In descriptions of colour, the names used for tints in the British Museum Catalogue of Birds have been commonly adopted, or for British species those in Mr. Howard Saunders' Manual of British Birds.

Various subjects of a highly technical, or at least of a special character, have purposely been avoided in the main, as unfitted to the scope of the work; such are, Variation and Hybrids, with their accompaniments of Dimorphism, Dichromatism, and the like; Myology; Mechanism of Flight and the supposed Lines of Flight on Migration; the Classifications of Linnæus and the older writers; and the Strickland Code of Ornithological Nomenclature. For these Professor Newton's Dictionary of Birds, and especially the Introduction to it, may be consulted; besides a multitude of other works.

The woodcuts have been chiefly supplied by Mr. G. E. Lodge; but a few illustrations have been utilized from other sources.

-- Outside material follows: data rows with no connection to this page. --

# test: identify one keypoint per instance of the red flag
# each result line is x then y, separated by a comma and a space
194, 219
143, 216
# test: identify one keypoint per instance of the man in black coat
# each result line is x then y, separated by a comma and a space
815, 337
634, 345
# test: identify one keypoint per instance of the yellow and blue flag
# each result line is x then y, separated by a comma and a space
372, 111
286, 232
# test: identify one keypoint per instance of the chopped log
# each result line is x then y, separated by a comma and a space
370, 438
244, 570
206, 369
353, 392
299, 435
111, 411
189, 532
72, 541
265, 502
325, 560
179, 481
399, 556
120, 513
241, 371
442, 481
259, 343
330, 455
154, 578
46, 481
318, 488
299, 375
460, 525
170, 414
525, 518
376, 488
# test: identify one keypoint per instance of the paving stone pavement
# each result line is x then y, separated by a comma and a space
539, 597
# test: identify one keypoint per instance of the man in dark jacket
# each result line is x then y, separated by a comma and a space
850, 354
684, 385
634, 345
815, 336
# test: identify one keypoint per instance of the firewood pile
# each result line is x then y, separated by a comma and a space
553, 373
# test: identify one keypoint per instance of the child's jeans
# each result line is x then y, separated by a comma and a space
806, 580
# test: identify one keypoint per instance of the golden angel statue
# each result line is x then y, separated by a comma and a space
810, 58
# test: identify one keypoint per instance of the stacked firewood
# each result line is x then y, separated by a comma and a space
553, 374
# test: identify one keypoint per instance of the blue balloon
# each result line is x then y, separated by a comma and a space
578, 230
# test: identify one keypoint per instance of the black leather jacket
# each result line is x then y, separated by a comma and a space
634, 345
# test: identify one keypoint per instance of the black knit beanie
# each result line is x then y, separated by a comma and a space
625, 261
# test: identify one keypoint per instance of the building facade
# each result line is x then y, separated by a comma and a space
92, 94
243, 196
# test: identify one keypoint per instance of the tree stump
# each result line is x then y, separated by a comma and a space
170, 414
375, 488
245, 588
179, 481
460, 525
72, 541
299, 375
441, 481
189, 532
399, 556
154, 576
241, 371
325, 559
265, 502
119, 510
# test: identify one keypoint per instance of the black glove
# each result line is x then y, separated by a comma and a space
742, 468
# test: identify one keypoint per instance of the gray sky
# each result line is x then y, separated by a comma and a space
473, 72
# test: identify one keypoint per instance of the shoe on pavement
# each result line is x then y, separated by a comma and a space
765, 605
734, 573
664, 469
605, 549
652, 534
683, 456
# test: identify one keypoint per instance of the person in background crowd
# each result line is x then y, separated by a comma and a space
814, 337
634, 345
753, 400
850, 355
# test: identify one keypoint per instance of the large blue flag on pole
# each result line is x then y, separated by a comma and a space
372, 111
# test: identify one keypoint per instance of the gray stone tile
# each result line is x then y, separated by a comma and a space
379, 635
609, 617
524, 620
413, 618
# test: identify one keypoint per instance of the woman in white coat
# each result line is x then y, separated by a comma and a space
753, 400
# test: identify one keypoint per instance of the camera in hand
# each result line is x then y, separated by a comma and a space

The author does not hold himself responsible for the fact of the Family names being in Roman in place of Italic type, nor for the dissociation of the vowels in the diphthongs; in these minor points he personally differs from the writers of the former volumes, though he agrees with the wish of his Editors for uniformity.

In conclusion, he must take the opportunity of acknowledging the invaluable assistance afforded by Mr. Howard Saunders, who carefully went over the whole of the proofs, while Dr. R. B. Sharpe was kind enough to do the same; nor must he fail to record his indebtedness to Professor Newton, Mr. Sclater, Dr. Gadow, Mr. Ogilvie Grant, and many others, not to mention the innumerable authors without whose previous labours to write a book of this description would be a well-nigh impossible task. Dr. Stejneger's Volume on Birds in the Standard Natural History should be mentioned in particular.

A. H. Evans.

Cambridge, November 17, 1898.

ADDENDUM

Since the text has been printed off, several new species have been described, and of these it is necessary to mention at least the following;–

Archaeopteryx siemensi, from Solenhofen, where the original form was obtained.–(Dames.)